Trump may throw in towel on Seven Springs

Property is one of several under investigation for improper financial reporting

New York /
Oct.October 16, 2020 10:05 AM
Seven Springs in Westchester and Donald Trump (Getty; Trump Org)

Seven Springs in Westchester and Donald Trump (Getty; Trump Org)

The Trump Organization is considering the sale of a sprawling Westchester estate that, after years of the company’s unsuccessful attempts to develop it, has come under investigation.

Local agents said the property, known as Seven Springs, would sell for around $50 million or even less, although President Donald Trump’s business has valued it at nearly six times that figure over the years, the Wall Street Journal reported.

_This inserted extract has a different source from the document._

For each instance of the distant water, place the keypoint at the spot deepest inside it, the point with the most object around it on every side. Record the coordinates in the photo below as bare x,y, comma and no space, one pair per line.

The firm lowered its valuation after agreeing to preserve part of the property, but the New York attorney general’s office is probing whether it received improper tax benefits as a result.

Trump purchased the property in 1995 for $7.5 million, but his plans to subdivide and develop it were stymied. The value of the property — which Trump reported as $261 million in 2011 — was based in part on anticipated revenue from planned residential developments that were never built. A 2012 appraisal pegged the property at $291 million, the New York Times reported.

Trump sought to develop the 213-acre property, first into a golf course, and then into luxury residences, but encountered opposition to both plans — in part because the property straddles three different localities. Trump then entered into a conservation agreement with a nonprofit to not develop 158 acres of woodland.

That easement was valued at $21.1 million in a 2016 appraisal, conducted for the president’s son Eric Trump, that valued the property at $56.5 million. A 2018 appraisal valued the property at $50 million.

Attorney General Letitia James is investigating the property’s easement to determine whether the original value was bloated and the post-easement value understated — at zero — to inflate the tax benefit of the agreement.

The investigation, which includes several other properties owned by the Trump Organization, was initiated after Michael Cohen testified before Congress in 2019 that the company falsely reported the value of its real estate assets.

The 15-bedroom property, built in 1919 for Eugene Meyer, the first president of the World Bank, drew attention in 2009 when Libyan dictator Muammar Gaddafi paid Trump rent to pitch a Bedouin-style tent there.

The mansion features three pools, an antique bowling alley and two service wings.

The property has not been listed publicly, but a spokesperson for the Trump Organization told the Journal that it is “one of the largest, most valuable and most iconic properties in Bedford” and said that “if the right opportunity presents itself, the Trump family would certainly entertain it.”